National Blood Donor Month Shouldn’t End There
By Richard P. Console, Jr., an advocate for blood donation whose life has personally been touched by the generosity of blood donors. To read the unabridged article, please click here.
If you could save a life, would you? For ninety-five percent of eligible Americans, the answer apparently is, no.
We as a society talk a lot about saving lives. We talk about gun control, substance control, speeding control, defective products, fire hazards, and infectious diseases. Too often, maybe, we talk about only big-picture changes. We ask what kind of federal or state regulations should be passed to save lives, knowing that, in the tangle of red tape that accompanies any such process, more lives will be lost, often for no reason at all.
Maybe we don’t talk enough about what we, as individuals, can do.
I’m not recommending that you run into a burning building to save a baby, or anything like that. Though they are noble professions, I’m not asking you to quit your day job and instead volunteer as an EMT or firefighter, either. What I’m proposing, and what the families of 5,000,000 critically injured or ill patients pray for each year, is that you consider taking just one single hour out of your life to give something priceless: blood.
January was National Blood Donor Month, and though local and national news agencies promote the event every year, blood supply levels remain low. Only five percent of those eligible to donate actually do, according to the Mayo Clinic. The truth is, though we know such a thing as blood donation exists, though we hear about the Red Cross on the news, one of the most common reasons people give for not donating blood is that they simply don’t think about it.
No one wants to think about giving blood, but not because no one cares.

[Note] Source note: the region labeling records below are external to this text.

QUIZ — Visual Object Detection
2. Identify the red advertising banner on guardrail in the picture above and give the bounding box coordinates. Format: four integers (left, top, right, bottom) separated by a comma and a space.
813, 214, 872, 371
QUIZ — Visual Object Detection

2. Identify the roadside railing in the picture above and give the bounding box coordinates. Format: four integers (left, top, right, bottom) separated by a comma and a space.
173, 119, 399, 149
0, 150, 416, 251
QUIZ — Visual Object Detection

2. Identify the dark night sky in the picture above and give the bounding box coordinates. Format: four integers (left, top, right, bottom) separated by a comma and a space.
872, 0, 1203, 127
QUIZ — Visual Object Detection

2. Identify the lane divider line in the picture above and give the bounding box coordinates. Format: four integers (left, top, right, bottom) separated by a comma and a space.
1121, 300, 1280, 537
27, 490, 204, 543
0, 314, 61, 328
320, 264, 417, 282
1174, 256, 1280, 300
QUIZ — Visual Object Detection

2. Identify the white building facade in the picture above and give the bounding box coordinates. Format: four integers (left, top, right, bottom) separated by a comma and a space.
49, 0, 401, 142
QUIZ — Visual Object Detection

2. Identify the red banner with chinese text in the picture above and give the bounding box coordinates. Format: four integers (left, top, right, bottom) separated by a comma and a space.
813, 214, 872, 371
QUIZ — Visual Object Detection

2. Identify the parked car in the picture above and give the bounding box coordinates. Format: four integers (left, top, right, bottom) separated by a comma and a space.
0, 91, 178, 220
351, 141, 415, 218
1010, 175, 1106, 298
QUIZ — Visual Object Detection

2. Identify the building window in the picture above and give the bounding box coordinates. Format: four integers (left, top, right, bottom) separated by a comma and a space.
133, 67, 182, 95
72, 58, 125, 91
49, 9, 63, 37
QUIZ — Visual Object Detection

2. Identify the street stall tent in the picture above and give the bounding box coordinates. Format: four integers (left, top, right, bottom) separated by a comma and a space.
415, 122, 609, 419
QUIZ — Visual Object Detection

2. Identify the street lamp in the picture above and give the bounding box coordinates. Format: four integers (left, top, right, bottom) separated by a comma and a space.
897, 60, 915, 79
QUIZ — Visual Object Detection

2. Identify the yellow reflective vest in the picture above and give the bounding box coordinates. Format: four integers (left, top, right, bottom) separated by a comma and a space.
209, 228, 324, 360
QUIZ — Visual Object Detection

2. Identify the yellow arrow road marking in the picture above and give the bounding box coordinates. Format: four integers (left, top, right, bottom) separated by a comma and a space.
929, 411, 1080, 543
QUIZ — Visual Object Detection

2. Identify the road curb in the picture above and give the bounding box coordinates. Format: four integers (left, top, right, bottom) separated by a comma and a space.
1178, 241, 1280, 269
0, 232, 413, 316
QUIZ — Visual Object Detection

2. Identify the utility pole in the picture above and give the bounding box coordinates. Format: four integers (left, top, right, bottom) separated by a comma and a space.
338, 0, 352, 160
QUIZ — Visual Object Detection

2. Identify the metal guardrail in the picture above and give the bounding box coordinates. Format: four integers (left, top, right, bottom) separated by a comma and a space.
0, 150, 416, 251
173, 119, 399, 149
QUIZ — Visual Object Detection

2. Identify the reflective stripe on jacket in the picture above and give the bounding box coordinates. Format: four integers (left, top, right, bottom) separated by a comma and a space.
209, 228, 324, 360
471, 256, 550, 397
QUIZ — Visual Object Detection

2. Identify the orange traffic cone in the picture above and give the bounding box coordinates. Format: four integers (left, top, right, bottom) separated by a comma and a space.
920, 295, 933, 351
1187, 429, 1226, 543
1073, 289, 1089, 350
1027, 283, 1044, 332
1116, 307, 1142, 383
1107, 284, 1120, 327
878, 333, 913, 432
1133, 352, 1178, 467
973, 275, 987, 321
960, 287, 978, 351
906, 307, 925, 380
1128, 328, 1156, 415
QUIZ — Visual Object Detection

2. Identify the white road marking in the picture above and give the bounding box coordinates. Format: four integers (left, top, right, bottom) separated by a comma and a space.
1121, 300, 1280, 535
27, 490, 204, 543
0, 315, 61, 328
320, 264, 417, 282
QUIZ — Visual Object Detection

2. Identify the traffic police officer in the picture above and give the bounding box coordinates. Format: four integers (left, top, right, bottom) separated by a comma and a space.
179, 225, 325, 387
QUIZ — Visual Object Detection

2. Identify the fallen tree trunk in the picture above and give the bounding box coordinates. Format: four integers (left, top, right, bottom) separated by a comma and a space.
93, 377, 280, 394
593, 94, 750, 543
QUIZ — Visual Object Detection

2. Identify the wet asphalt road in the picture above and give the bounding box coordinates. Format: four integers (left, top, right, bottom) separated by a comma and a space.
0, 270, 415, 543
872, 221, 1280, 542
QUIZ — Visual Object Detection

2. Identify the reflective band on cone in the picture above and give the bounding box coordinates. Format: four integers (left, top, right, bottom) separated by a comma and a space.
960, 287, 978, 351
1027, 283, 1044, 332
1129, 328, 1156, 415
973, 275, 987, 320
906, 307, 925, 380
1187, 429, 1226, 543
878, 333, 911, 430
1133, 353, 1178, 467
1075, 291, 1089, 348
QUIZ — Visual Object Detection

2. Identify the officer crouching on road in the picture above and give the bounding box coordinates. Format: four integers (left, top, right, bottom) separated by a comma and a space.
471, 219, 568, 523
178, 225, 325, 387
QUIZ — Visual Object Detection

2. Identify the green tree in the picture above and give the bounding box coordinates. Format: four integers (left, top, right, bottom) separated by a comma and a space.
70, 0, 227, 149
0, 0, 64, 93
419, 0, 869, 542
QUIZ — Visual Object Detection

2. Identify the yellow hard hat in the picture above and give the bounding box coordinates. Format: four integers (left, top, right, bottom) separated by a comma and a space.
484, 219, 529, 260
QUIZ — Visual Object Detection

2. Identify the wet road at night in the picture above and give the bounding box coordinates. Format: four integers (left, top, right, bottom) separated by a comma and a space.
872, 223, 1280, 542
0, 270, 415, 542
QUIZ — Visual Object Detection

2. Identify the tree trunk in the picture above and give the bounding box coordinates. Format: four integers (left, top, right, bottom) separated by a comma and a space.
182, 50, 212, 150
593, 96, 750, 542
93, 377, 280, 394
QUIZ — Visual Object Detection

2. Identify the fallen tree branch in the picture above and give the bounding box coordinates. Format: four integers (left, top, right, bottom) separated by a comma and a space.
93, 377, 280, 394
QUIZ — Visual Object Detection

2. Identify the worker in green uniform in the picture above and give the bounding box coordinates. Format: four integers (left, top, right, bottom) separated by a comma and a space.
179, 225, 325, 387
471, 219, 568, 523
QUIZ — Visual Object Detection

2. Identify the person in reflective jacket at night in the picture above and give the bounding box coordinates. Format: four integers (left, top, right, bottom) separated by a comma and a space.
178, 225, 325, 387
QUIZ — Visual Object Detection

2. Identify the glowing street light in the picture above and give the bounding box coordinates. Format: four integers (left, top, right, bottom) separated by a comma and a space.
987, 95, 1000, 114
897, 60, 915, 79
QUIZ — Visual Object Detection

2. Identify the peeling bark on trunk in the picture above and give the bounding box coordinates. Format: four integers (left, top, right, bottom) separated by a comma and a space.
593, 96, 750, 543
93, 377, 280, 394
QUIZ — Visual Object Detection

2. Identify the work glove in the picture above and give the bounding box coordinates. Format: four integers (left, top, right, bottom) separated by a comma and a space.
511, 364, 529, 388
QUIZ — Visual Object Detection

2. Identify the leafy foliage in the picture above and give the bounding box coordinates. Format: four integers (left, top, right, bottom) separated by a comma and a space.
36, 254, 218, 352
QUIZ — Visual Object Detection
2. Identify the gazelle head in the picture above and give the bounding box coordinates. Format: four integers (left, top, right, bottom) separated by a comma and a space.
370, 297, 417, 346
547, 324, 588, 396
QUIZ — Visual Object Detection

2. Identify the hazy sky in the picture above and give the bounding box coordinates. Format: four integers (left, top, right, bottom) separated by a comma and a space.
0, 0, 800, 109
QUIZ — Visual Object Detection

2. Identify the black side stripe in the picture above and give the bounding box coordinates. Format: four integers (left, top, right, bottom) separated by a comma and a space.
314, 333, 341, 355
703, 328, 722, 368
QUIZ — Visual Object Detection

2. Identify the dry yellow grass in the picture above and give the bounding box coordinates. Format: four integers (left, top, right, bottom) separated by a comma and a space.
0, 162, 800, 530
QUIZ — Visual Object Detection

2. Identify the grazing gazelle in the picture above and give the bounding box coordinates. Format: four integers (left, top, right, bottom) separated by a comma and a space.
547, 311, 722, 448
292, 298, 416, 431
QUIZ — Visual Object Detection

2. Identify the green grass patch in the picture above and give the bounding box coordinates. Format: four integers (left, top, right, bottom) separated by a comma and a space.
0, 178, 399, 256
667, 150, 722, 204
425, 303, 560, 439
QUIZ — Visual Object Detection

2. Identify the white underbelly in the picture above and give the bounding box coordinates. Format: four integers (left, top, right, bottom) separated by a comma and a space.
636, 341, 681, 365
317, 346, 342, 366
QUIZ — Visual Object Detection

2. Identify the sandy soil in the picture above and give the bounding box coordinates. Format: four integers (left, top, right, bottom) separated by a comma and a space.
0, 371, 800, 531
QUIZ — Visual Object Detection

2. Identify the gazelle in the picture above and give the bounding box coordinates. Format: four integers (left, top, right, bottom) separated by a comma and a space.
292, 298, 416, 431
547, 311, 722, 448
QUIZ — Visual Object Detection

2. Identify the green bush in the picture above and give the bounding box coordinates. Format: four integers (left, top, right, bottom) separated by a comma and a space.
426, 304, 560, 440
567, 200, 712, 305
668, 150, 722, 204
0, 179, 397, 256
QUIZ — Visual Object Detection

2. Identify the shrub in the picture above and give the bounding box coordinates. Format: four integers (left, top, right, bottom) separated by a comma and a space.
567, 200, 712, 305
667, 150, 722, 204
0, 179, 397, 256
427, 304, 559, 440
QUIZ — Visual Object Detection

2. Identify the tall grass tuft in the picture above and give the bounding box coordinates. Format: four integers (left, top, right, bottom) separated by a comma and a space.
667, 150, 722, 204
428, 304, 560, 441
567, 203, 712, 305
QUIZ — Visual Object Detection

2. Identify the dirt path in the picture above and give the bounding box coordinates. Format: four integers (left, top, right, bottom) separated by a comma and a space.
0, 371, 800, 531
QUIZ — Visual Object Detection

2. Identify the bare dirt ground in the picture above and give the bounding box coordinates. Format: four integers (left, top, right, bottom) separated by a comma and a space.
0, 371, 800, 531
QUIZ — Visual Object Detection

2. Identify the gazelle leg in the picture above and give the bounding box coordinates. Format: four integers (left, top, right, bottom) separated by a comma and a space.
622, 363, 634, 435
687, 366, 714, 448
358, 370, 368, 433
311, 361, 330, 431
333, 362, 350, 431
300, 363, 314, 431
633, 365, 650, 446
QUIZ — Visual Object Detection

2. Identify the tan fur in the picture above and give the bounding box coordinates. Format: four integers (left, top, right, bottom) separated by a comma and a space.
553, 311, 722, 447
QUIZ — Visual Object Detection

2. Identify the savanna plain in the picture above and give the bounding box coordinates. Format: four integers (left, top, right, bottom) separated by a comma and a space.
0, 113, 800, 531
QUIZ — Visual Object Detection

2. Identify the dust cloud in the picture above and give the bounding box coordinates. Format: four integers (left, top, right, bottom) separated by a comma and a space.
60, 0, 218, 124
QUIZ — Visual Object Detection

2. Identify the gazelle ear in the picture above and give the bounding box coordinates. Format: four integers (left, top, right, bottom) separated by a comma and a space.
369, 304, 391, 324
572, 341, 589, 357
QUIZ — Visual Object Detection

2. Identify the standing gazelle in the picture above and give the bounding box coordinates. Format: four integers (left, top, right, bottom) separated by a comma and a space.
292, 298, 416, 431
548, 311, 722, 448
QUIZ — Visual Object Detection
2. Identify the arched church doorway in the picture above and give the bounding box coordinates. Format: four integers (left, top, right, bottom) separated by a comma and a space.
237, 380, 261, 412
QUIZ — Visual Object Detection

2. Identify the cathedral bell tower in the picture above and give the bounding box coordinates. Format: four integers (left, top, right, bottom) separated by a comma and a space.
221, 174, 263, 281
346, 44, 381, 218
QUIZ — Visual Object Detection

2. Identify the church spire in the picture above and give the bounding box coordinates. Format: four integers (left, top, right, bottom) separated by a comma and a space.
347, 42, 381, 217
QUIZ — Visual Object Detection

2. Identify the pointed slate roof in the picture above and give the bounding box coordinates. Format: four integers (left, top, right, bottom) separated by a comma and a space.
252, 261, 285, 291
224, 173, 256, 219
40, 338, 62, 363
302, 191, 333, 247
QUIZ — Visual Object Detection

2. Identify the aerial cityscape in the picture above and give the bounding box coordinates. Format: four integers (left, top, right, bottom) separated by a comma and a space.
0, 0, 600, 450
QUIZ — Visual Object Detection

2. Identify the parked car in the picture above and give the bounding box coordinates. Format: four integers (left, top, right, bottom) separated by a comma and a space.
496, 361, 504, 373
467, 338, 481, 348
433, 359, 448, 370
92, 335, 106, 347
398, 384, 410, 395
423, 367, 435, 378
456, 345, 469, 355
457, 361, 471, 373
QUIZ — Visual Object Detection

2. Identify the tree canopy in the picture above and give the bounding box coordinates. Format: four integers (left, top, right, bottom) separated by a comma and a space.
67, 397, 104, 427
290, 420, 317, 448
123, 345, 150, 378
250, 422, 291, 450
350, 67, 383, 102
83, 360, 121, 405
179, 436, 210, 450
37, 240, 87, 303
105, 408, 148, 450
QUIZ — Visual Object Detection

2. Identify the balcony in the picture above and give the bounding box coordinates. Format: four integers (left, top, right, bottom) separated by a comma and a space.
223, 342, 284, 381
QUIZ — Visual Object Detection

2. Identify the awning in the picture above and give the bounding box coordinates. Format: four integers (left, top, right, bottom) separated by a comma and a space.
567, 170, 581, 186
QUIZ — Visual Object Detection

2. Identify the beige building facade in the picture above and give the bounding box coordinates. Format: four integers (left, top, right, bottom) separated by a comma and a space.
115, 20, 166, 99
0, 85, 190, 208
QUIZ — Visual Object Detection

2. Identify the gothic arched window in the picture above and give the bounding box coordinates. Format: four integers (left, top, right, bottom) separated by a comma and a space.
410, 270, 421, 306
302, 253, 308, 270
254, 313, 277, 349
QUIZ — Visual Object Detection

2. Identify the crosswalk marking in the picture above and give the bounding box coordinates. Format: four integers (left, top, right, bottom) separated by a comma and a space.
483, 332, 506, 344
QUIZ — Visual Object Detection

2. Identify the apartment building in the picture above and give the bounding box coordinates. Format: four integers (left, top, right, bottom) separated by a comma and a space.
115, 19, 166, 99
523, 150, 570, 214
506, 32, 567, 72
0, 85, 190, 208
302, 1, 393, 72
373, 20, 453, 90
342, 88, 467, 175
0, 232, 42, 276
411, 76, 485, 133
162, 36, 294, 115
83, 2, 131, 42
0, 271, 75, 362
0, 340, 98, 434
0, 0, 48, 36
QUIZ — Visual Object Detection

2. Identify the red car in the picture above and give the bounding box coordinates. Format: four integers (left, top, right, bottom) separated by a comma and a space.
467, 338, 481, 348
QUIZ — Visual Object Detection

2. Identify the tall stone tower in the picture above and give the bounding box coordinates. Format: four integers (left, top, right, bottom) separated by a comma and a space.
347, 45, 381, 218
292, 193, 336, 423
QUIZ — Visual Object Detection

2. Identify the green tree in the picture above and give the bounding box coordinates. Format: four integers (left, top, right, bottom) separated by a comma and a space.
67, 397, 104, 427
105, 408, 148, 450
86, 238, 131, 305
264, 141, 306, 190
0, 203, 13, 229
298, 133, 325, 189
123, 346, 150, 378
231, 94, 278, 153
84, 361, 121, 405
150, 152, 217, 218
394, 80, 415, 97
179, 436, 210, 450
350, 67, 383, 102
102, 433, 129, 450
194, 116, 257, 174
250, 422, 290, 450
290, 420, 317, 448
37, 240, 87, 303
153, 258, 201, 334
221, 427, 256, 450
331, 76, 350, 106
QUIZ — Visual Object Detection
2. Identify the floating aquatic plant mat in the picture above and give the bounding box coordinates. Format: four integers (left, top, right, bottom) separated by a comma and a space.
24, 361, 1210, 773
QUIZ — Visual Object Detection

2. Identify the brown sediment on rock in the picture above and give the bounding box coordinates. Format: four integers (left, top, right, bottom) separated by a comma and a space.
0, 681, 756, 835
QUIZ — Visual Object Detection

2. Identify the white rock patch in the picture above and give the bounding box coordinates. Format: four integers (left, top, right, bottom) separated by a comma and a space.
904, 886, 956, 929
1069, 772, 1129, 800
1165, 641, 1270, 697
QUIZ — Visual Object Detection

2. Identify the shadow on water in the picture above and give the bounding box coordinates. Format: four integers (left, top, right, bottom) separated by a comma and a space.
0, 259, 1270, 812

In reality, no one wants to believe that a blood supply shortage could ever affect their lives personally. You don’t want to imagine what it would be like if you or your spouse, your children, your siblings, or your best friend were the one who needed blood.
I hope you never need a blood transfusion. I hope that no one you love ever has to rely on the selflessness of blood donors just to make it through the night. When someone in the United States needs a transfusion every two seconds, as the American Red Cross reports, those odds aren’t in anyone’s favor. The Mayo Clinic reports that 25 percent of Americans will need a blood transfusion at some point during their lives.
Let me tell you with absolute sincerity that having been on the other side of the situation as the loved one of a critically injured accident victim, the people who take that hour to donate are heroes.
The Gift of Blood Donation
When you donate a single unit of blood, you can save as many as three lives. That means three people who are suffering from cancer, or who have been mangled in terrible car crashes, or who have been hurt in other unimaginably horrible accidents, don’t have to die. Three families don’t have to bury a loved one who should have had a full life left ahead of them.
The impact goes beyond numbers. There is no statistic to measure the influence of the lives saved each time a blood donor gives an hour of time and a pint of blood.